The world’s largest amphibian—the Chinese giant salamander (Andrias davidianus, pictured)—should be split into at least five species, all of which are critically endangered in the wild, according to a new study. What’s more, say the authors, current conservation practices could be causing these genetically distinct species to crossbreed with one another, effectively fusing them into a single species.
The salamanders, which can grow up to 2 meters in length, were once common in rivers across southeastern China. But today, most are found in commercial farms, which breed the giant amphibians to satisfy growing demand from the luxury food market. In an effort to augment wild populations, the Chinese government encourages the release of farm-raised individuals. But it’s not clear whether those individuals are genetically equivalent to wild salamanders.

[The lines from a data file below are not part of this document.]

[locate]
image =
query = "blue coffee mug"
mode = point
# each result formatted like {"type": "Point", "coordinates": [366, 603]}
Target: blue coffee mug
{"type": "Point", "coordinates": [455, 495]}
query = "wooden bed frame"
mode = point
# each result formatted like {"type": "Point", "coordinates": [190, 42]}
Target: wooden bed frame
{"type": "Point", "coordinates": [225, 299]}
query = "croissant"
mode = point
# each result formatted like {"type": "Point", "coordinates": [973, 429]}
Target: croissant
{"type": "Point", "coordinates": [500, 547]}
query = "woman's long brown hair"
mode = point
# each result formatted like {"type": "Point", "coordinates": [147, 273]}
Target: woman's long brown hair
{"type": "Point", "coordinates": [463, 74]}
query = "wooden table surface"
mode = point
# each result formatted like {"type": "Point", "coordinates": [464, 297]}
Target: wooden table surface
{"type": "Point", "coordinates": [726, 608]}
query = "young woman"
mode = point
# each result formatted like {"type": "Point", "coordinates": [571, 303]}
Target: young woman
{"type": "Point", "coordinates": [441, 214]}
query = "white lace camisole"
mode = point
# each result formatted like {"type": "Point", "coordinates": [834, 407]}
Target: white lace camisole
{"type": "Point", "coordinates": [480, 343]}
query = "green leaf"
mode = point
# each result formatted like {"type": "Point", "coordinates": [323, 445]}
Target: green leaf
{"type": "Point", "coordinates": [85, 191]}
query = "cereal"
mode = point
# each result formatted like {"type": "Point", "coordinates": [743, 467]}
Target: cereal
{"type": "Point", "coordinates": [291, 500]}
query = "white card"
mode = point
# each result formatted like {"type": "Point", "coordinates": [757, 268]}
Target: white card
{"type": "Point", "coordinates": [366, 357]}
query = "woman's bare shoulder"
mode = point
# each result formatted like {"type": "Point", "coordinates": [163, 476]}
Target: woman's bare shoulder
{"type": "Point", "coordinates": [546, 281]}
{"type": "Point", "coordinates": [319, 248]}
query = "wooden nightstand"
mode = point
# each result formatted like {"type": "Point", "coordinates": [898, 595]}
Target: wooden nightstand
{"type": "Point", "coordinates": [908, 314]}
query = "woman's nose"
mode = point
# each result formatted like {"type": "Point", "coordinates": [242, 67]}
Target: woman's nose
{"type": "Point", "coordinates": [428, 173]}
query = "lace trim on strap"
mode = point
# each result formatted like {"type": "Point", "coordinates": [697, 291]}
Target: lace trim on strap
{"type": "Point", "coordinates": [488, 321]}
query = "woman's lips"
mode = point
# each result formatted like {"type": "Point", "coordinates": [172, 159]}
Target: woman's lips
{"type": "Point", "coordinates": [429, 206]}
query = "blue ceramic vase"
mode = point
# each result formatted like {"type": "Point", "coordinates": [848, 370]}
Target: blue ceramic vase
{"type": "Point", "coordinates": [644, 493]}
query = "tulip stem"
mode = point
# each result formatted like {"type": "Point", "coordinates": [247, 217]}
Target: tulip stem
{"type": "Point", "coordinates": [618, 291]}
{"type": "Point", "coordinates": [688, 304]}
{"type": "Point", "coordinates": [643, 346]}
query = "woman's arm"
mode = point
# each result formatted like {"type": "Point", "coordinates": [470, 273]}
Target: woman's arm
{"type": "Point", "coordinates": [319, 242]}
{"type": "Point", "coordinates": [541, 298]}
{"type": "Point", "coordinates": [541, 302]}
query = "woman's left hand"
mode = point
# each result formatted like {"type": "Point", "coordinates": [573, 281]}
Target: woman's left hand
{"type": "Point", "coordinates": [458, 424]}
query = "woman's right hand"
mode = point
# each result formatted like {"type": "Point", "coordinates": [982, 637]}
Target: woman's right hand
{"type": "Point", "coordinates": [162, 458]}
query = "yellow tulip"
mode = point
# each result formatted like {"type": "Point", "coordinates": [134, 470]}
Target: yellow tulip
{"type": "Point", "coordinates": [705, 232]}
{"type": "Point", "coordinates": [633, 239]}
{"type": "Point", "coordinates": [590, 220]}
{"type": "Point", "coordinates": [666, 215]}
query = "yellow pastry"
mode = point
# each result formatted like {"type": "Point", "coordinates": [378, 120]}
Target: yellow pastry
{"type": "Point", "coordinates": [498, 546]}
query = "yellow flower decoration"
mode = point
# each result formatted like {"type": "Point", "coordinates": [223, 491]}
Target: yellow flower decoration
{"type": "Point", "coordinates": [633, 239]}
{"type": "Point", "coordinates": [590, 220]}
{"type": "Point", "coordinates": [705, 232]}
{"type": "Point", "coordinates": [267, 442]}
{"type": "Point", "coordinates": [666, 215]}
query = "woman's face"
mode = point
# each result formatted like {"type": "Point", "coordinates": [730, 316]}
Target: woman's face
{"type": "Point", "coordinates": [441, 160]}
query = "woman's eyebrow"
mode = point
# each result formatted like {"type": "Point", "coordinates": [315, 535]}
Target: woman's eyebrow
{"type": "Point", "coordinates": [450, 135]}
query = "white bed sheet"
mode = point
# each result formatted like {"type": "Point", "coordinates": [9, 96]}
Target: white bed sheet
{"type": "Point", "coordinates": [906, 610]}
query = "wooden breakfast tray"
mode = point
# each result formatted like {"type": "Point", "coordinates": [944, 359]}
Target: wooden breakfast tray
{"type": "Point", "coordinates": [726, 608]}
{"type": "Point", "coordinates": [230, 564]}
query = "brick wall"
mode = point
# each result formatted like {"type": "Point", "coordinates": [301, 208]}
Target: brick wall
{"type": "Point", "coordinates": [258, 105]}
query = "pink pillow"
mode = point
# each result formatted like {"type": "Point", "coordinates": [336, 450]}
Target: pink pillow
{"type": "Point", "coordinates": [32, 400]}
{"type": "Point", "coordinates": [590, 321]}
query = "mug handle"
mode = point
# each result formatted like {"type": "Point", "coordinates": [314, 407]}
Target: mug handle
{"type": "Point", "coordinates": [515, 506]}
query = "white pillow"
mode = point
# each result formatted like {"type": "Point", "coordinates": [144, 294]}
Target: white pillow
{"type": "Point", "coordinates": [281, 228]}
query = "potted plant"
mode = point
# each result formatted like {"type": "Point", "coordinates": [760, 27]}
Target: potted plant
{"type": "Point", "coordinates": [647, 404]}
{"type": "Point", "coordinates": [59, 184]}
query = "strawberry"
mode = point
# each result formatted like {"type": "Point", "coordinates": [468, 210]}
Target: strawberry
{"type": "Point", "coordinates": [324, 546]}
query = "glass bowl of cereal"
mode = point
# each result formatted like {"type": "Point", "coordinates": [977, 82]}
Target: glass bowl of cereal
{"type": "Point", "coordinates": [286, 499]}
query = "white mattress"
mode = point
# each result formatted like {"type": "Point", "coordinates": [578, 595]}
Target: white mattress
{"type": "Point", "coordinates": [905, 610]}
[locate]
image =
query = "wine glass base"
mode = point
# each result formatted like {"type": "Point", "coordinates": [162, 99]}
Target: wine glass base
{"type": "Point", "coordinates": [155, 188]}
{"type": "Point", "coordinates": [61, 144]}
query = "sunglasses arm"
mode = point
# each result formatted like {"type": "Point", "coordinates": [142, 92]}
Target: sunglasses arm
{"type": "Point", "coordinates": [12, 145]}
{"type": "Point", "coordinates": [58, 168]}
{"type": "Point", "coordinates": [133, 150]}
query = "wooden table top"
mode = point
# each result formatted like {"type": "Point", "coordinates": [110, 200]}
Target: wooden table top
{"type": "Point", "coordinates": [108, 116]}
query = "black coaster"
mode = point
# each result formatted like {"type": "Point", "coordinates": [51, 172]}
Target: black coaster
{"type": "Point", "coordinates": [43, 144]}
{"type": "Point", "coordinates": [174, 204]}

To figure that out, scientists analyzed DNA from 70 wild-caught salamanders and 1034 farm-raised individuals. The team found that wild individuals could be separated into five highly distinct genetic groups, which split off from one another 5 million to 10 million years ago. In comparison, farm-raised salamanders exhibited extensive genetic mixing, the team reports today in Current Biology. That means that any release of farm-raised salamanders risks muddying the genetic waters, potentially causing a distinct, local salamander species to become extinct through crossbreeding with salamanders carrying the genetics of other species.
It also means that if the wild populations go extinct, the world will not only lose one species of giant salamander, but all five. Many salamanders that remain in farms will be an amalgamation of those species.